Agree small nicks don't matter. When a gouge gets into the carbon fiber layer, that could be a problem, depending on the loads at that location.
Concerning warranty, Trek's lifetime warranty is for manufacturing defects in materials and workmanship. It doesn't cover wear and tear, or fatigue (wearout) of the frame. Trek excludes failures caused by your damage or abuse of the bike, just like anyone else in the business.
02-20-04, 01:17 PM
Carbon fiber is weird stuff. It can be absolutely indestructable at one spot, and then another it can shatter like a crystal wine glass hitting the floor. It is tough stuff, and most likely you wouldn't be doing crazy downhill stuff on a carbon frame. It is stiff, therefore it doesn't take tremndous pressure well. I doubt a small knick is enough to shut you down, but that could lead to cracking eventually. Just keep an eye on it.
02-20-04, 01:47 PM
The beauty of carbon fiber material is that you can make it strong in the direction you want. This is accomplished by using different layers fibers and arranging them in a pattern that gives maximum strength in the directions you want. You can go in depth into the subject but we don't need to. Since carbon is quite stiff it transfers power well, but you lose elasticity or the ability to bend without breaking. So on a steel or aluminum bike, a tube with bend, dent or somehow deform before it reaches the breaking point. Carbon fiber fails catastrophically or in other words, you ride along and all of sudden Kablooey! But that is extremely rare.
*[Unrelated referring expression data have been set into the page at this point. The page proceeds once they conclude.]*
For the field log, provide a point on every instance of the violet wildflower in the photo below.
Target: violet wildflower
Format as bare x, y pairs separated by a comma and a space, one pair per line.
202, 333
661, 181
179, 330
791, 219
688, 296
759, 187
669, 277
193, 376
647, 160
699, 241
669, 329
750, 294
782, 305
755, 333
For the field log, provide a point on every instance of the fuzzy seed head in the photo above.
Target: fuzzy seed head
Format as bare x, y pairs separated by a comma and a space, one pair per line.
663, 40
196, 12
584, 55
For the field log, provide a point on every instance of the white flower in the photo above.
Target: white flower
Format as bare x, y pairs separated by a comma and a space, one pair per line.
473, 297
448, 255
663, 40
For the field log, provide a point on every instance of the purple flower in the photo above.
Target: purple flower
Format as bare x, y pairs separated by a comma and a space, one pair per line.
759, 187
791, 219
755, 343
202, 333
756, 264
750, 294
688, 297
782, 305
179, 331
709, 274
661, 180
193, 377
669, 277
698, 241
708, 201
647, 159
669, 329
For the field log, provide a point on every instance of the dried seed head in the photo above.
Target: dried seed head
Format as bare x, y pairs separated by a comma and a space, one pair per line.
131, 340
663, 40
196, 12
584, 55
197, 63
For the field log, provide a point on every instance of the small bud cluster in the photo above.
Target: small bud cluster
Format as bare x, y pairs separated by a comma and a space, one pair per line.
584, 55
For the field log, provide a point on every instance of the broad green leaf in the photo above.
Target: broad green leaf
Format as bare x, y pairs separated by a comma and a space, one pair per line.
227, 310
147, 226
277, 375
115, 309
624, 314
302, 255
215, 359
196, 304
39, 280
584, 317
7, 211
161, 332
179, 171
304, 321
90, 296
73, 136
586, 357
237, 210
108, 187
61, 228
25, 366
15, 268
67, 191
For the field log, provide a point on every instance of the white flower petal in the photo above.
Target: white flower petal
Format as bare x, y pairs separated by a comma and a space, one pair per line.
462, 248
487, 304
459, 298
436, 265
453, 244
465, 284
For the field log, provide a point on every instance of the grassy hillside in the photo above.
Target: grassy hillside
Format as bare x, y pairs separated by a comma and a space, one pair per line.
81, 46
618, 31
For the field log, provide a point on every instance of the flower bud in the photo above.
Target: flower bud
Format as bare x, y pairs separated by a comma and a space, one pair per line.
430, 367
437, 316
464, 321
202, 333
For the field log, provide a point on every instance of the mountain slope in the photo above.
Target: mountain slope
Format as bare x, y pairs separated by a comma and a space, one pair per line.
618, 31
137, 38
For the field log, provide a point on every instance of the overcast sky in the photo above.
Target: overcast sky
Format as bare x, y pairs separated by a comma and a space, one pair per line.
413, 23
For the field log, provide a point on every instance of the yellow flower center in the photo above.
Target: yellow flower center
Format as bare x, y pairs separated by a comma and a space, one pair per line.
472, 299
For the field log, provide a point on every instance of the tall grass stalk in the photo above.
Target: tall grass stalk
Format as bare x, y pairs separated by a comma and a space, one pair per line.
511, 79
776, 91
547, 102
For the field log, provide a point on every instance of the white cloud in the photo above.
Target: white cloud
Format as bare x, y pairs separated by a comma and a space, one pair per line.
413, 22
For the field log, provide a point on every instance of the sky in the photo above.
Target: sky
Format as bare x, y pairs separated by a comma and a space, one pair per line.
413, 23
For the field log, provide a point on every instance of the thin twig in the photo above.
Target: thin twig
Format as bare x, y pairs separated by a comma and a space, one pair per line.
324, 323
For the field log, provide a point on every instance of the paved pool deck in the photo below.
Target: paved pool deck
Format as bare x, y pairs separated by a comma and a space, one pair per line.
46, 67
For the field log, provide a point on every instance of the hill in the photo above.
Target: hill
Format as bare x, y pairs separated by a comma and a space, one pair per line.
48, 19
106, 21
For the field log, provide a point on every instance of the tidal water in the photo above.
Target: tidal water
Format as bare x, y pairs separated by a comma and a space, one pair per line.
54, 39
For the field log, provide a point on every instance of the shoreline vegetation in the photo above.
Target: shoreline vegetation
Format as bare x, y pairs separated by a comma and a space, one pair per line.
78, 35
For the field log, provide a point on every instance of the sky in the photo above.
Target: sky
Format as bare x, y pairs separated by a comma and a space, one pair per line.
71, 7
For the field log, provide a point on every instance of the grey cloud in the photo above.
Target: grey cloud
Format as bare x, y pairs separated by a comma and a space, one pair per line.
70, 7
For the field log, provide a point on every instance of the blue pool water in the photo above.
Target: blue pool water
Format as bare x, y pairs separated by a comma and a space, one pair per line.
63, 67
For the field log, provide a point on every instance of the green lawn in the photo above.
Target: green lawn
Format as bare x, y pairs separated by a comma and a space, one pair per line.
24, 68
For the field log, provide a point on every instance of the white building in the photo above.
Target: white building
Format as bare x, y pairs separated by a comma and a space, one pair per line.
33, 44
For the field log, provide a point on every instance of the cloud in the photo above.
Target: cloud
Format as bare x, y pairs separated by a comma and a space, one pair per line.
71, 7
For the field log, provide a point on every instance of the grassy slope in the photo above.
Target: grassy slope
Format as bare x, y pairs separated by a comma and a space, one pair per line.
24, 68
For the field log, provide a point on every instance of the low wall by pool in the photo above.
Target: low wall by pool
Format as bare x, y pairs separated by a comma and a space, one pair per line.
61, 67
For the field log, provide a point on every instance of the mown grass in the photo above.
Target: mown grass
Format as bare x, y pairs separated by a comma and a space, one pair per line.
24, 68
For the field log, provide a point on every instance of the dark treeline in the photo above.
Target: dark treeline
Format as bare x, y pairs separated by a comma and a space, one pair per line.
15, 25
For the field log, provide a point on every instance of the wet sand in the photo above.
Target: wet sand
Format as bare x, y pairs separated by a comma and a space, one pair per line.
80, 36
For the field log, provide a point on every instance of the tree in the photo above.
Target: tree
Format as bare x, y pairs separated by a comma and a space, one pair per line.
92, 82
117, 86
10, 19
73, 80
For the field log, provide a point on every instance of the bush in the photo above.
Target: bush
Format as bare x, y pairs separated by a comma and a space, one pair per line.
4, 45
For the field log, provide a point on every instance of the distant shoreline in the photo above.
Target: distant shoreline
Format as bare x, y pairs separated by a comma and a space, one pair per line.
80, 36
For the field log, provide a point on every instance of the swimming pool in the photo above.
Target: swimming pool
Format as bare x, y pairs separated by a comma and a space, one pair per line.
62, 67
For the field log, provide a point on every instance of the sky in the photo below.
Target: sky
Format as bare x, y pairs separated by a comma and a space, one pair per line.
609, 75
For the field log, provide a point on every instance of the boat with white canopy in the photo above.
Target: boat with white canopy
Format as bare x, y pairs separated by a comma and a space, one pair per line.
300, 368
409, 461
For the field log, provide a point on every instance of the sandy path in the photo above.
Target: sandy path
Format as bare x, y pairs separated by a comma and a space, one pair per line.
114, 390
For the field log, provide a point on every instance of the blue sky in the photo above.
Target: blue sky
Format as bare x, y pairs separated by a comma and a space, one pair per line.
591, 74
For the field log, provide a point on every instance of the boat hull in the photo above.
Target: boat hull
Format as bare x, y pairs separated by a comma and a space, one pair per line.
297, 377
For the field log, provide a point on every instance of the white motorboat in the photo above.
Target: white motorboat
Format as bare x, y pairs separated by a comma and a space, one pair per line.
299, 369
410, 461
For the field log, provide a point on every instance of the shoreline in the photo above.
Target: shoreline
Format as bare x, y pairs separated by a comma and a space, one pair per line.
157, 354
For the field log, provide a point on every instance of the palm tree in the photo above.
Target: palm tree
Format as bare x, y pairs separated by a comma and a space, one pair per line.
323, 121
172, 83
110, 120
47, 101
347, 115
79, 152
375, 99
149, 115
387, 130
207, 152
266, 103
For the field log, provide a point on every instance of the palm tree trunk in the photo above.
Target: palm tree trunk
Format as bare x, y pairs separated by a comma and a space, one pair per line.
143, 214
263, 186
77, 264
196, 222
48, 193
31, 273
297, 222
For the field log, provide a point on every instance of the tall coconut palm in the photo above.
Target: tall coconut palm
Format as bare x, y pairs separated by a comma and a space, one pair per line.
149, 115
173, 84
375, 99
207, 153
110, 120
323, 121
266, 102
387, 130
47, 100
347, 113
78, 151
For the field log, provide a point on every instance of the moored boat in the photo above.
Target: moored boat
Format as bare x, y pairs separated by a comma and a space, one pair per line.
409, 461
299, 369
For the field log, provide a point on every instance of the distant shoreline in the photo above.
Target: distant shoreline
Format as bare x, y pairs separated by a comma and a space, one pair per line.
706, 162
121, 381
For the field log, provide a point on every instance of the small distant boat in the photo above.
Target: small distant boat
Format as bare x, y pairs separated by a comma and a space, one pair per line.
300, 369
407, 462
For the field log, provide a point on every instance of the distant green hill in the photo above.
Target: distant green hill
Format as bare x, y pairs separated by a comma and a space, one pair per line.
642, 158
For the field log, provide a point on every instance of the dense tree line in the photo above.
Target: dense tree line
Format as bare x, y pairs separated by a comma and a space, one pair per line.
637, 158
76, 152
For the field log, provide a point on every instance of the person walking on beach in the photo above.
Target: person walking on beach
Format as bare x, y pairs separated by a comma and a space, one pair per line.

As for the original question, don't lose sleep over it. Periodically check them. Other places to look out for signs of damage is joints and especially where metal meets the carbon. At these points you can have things unglue. Hope this is of some use or at least mildly interesting.
My TCR1 has 3 holes (factory) drilled into the bottom bracket area to allow water to drip out of the frame, so a few small nicks shouldn't cause any problems.